Od: Magdulińska <m...@o...pl>
Pokaż wszystkie nagłówki
W dniu 2010-05-09 16:09, cbnet pisze:
> Jesteś nafaszerowana teoriami nt miłości, a oburza cię to, że
> miłość nie jest czymś, w czym możliwe jest ograniczenie się
> do jednej-jedynej osoby, ponieważ taka miłość nie istnieje.
>
> To oznacza co najmniej dwie rzeczy: A) nie znasz miłości
> w praktyce (z autopsji), oraz B) wizerunek miłości, który sobie
> wpoiłaś, to jakiś konglomerat aktywizujący tę twoją wystudiowaną,
> nieprawidłową aktywność emocjonalną, na którą jesteś tak
> silnie zorientowana, że interesujące cię relacje pasujące
> do twoich wyobrażeń nt miłości, realnie z miłością wcale
> nadzbyt wiele wspólnego mieć nie muszą.
>
>
> Reasumując: człowiek jest w stanie pokochać prawdziwie wiele
> osób i z większością z nich jest w stanie _potencjalnie_ stworzyć
> harmonijny, trwały związek oparty na satysfakcjonującej, wzajemnej,
> czystej i głębokiej więzi emocjonalnej.
Walnij się w dekiel.
Ty z takich co z kwiatka na kwiatek.
>
> Czy jest zatem sens, aby w twojej sytuacji płakać i tragizować
> po kimś kto nawet nie traktował cię poważnie, traktując rozstanie
> z taką osobą w kategoriach "koniec świata"?

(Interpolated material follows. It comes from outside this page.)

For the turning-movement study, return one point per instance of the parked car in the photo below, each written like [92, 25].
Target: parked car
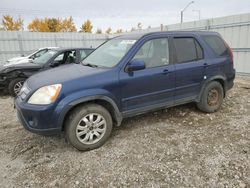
[33, 55]
[12, 76]
[124, 77]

> Czy jest to w porządku wobec tych wszystkich, którzy są w stanie
> pokochać cię z wzajemnością oferując ci znacznie więcej niż
> tamten palant zabawiający się w miłosnego sępa z takimi
> pomylonymi sierotkami jak ty?
>
> Wątpię.
>
>
> BTW zapisz się na terapię psychologiczną, zamiast spamować
> newsy swoimi neurotycznymi "depresjami".
> Powaga. ;)
>
Żenada Koleś, żenada. Sam się zapisz.
Widać, że po Tobie rozstanie by spłynęło jak woda po kaczce.
Czy Ty kogokolwiek naprawdę potrafiłbyś pokochać?